AGNC Investment Corp. (AGNC), an mREIT offering a 14.75% forward yield and trading at 6.5x next year's earnings, has seen its profitability challenged by volatile interest rates. Despite recent and projected Federal Reserve rate cuts, the company's borrowing costs have not decreased as quickly as mortgage-backed securities (MBS) yields, compressing spreads and leading to a 6% stock decline over the past year. Analysts forecast a 15% EPS drop in 2025, though the dividend is expected to remain covered, with a modest recovery anticipated in 2026 if interest rates stabilize. The firm's complex interest-rate sensitive model and potential for continued rate volatility pose ongoing risks to its performance.

Analysis

AGNC Investment Corp. (AGNC) presents a high-yield but high-risk profile, characterized by a 14.75% forward dividend yield and a seemingly low valuation at 6.5 times forward earnings.

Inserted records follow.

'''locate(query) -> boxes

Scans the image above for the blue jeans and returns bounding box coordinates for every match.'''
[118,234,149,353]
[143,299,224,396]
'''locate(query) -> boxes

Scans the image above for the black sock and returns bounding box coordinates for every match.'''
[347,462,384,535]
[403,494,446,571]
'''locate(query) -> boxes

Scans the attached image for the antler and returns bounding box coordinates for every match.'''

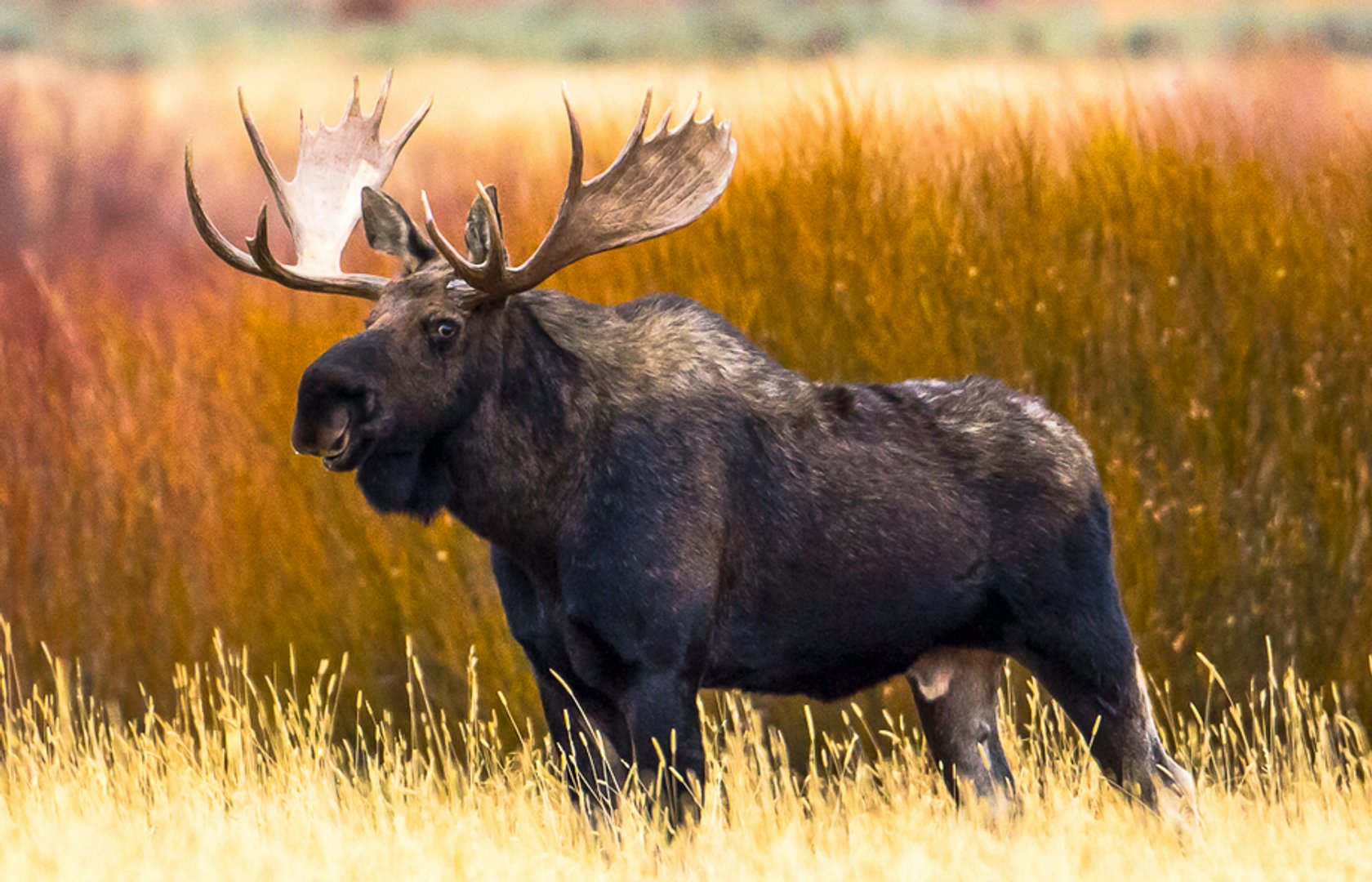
[185,71,434,301]
[422,85,738,296]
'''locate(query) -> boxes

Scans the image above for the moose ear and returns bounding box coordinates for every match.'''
[464,184,504,263]
[363,186,438,274]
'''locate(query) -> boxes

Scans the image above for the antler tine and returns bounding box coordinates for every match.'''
[247,202,387,301]
[185,141,265,276]
[424,83,737,296]
[185,71,434,301]
[238,87,293,238]
[587,87,656,188]
[420,189,509,279]
[384,95,434,163]
[369,67,395,127]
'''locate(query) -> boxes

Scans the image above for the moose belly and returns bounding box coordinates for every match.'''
[706,556,997,701]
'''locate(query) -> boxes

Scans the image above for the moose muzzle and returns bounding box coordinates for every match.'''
[291,333,377,472]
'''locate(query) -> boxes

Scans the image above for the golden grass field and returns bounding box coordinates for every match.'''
[0,55,1372,880]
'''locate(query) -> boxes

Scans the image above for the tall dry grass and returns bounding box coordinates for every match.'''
[0,621,1372,880]
[0,51,1372,735]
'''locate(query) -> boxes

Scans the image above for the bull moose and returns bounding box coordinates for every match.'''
[185,74,1194,811]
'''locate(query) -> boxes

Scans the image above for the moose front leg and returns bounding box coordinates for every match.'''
[537,670,628,812]
[620,670,706,828]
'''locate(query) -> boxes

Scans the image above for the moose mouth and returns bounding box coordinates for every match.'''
[319,422,376,472]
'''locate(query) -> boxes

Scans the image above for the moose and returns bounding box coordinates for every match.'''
[185,74,1194,816]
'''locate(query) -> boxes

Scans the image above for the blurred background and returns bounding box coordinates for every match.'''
[0,0,1372,733]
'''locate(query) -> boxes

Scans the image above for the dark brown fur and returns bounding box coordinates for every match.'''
[294,205,1190,822]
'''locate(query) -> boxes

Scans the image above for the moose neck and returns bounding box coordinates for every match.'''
[443,297,589,559]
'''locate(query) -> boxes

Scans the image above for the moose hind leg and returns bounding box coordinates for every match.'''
[1019,610,1196,816]
[906,648,1015,807]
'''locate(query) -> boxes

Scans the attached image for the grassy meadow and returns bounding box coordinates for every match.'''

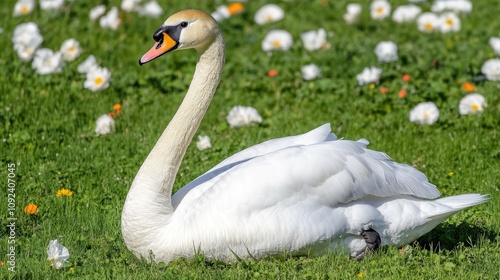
[0,0,500,279]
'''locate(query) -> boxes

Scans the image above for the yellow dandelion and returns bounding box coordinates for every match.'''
[24,203,38,215]
[56,188,73,197]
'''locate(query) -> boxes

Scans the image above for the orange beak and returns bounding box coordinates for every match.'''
[139,32,178,65]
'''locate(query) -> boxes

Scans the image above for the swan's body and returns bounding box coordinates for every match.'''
[122,10,487,263]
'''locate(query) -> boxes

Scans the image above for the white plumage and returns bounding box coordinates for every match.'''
[122,10,487,263]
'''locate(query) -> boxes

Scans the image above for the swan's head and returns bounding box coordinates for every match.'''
[139,10,220,65]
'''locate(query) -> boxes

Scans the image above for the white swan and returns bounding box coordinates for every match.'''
[122,10,487,263]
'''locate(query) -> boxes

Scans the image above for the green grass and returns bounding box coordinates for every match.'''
[0,0,500,279]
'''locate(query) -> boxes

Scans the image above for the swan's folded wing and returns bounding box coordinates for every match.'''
[177,137,440,213]
[172,123,336,208]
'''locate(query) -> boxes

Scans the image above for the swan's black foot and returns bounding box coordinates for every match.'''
[356,228,380,261]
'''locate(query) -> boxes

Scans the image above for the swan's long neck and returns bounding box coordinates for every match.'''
[122,30,224,252]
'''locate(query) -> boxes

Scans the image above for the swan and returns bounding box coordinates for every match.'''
[121,10,488,263]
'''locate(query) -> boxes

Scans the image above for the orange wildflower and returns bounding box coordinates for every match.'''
[24,203,38,215]
[462,82,476,92]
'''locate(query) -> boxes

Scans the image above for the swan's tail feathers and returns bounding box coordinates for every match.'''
[429,193,490,219]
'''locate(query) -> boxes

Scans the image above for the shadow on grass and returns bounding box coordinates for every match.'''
[417,223,500,252]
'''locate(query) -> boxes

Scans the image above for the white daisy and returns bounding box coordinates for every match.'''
[300,63,321,81]
[410,102,439,125]
[83,67,111,92]
[489,37,500,55]
[356,66,382,86]
[344,3,362,24]
[196,135,212,151]
[458,93,488,115]
[95,114,115,135]
[431,0,472,14]
[417,12,440,32]
[392,4,422,23]
[481,58,500,81]
[375,41,398,62]
[120,0,142,12]
[254,4,285,25]
[78,55,99,74]
[31,48,63,75]
[47,240,69,269]
[40,0,64,11]
[300,28,330,51]
[59,38,82,61]
[262,30,293,52]
[370,0,391,20]
[139,0,163,18]
[226,106,262,127]
[439,12,461,33]
[89,5,106,21]
[99,7,122,30]
[13,0,35,17]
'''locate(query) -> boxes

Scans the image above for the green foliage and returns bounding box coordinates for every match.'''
[0,0,500,279]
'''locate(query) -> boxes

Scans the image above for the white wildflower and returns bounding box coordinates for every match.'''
[458,93,488,115]
[375,41,398,62]
[439,12,461,33]
[31,48,63,75]
[370,0,391,20]
[344,3,362,24]
[431,0,472,14]
[59,38,82,61]
[300,28,330,51]
[392,4,422,23]
[410,102,439,125]
[95,114,115,135]
[12,0,35,17]
[300,64,321,81]
[356,66,382,86]
[226,106,262,127]
[417,12,440,32]
[262,30,293,52]
[83,67,111,92]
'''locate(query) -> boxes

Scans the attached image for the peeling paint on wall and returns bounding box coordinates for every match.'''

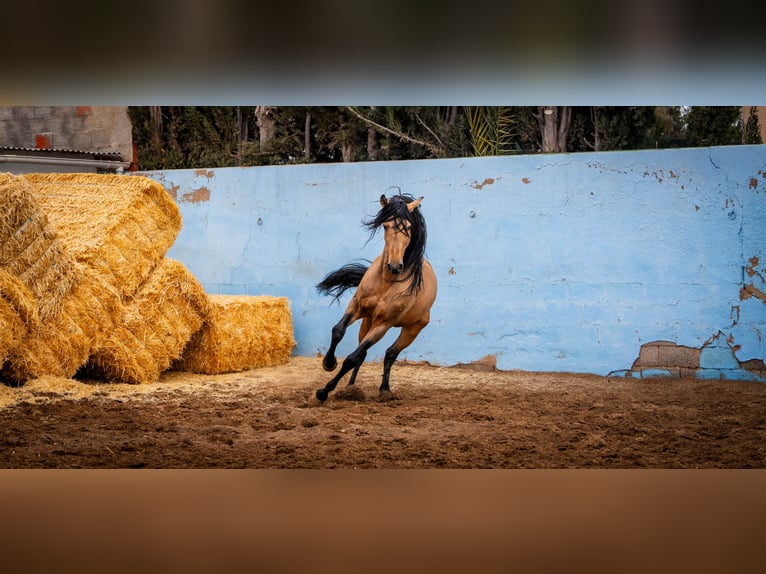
[179,187,210,203]
[471,177,500,189]
[609,331,766,382]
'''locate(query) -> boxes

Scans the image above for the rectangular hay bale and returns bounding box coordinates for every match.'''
[175,295,295,374]
[0,173,81,321]
[24,173,181,299]
[0,269,38,366]
[3,268,123,383]
[88,259,209,384]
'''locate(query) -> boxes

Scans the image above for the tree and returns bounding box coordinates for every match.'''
[742,106,763,144]
[685,106,742,146]
[534,106,572,153]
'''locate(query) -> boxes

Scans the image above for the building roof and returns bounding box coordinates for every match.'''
[0,146,122,161]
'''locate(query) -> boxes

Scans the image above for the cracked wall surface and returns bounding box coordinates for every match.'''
[143,145,766,374]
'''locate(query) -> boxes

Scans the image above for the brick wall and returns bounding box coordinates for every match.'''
[0,106,133,161]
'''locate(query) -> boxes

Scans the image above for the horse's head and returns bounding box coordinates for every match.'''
[376,195,423,275]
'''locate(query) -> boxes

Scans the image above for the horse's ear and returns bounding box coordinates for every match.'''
[407,196,423,213]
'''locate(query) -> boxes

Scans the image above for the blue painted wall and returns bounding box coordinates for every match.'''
[142,146,766,374]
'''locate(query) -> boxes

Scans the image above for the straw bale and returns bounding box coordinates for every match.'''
[0,173,80,320]
[24,173,181,299]
[0,269,38,360]
[174,295,295,374]
[3,268,123,383]
[89,259,209,384]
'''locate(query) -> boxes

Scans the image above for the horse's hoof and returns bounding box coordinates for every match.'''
[306,395,324,408]
[378,391,399,402]
[322,357,338,371]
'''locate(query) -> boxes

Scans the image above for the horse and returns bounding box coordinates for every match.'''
[316,193,437,402]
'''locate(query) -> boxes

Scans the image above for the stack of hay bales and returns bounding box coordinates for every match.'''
[0,174,294,383]
[176,295,295,375]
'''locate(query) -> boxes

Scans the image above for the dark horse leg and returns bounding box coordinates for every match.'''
[322,312,352,371]
[316,325,390,401]
[348,317,372,387]
[379,321,428,394]
[316,341,374,401]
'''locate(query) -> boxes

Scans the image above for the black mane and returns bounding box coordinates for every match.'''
[364,194,427,294]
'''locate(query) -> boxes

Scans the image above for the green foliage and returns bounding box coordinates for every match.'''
[686,106,742,146]
[128,106,760,170]
[742,106,763,144]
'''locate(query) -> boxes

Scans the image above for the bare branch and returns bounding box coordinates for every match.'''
[346,106,441,154]
[415,114,444,149]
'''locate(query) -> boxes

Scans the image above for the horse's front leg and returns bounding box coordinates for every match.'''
[316,325,388,401]
[322,298,357,371]
[379,320,428,394]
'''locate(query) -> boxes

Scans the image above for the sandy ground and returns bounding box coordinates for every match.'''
[0,357,766,469]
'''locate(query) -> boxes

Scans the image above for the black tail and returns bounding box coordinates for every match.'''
[317,263,369,301]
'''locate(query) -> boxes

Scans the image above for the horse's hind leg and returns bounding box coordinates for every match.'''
[379,321,428,394]
[348,317,372,387]
[322,310,354,371]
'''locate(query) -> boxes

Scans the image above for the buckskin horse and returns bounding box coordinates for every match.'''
[316,194,436,401]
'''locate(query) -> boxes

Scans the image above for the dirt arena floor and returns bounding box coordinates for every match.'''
[0,358,766,469]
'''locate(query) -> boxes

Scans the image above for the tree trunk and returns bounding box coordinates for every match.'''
[367,127,378,161]
[150,106,162,149]
[590,106,601,151]
[340,142,354,163]
[303,112,311,161]
[537,106,572,153]
[556,106,572,152]
[255,106,277,150]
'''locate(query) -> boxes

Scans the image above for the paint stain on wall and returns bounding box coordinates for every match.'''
[739,255,766,303]
[165,184,181,201]
[181,186,210,203]
[471,177,495,189]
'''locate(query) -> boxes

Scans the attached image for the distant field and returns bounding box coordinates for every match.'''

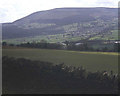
[3,48,118,73]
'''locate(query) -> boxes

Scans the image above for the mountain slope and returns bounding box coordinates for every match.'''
[3,8,118,39]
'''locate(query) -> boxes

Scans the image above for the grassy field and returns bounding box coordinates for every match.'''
[3,48,118,73]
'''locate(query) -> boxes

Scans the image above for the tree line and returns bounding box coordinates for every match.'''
[2,40,120,52]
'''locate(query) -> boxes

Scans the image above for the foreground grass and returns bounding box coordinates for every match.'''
[3,48,118,73]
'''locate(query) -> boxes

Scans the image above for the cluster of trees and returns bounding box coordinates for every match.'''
[2,56,118,94]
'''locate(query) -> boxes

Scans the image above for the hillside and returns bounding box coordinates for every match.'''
[3,8,118,42]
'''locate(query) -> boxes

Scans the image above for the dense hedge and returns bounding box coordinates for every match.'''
[2,56,118,94]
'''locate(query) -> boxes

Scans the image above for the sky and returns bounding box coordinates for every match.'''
[0,0,119,23]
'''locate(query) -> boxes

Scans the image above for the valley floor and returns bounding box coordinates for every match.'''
[3,47,118,73]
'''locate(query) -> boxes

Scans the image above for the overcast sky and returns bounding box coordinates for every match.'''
[0,0,119,23]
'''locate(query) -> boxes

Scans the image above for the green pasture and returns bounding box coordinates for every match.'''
[3,48,118,73]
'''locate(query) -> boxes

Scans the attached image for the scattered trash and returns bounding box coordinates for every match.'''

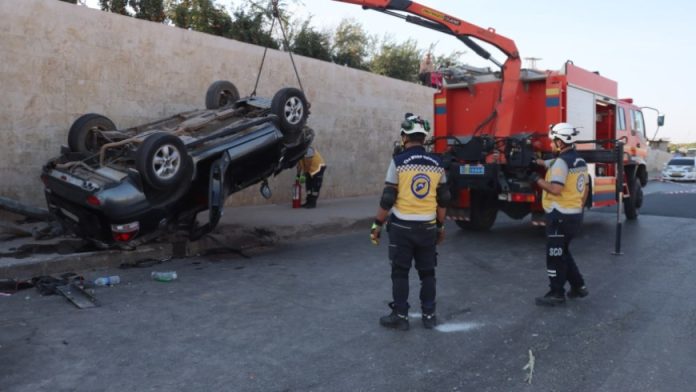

Despite a series of Federal Reserve rate cuts intended to ease monetary conditions, the mREIT's profitability has deteriorated, leading to a 6% stock decline over the past year while the S&P 500 advanced 15%. The core issue lies in the compression of its net interest spread; the company's short-term borrowing costs for its repo transactions have not declined in tandem with the yields on its mortgage-backed securities (MBS) portfolio. This dynamic is evidenced by the decline in its 'net spread and dollar roll income per share' from $0.53 to $0.38 over the past four reported quarters, and a concurrent erosion of its 'tangible net book value per share' from $8.40 to $7.81. While 89.1% of its $82.3 billion portfolio consists of government-backed Agency MBS, mitigating credit risk, the company remains highly exposed to interest rate volatility. Projections indicate a 15% drop in EPS to $1.59 for 2025, which, while still covering the $1.44 forward dividend, tightens the coverage margin and signals continued near-term earnings pressure before a potential modest 2% EPS recovery in 2026.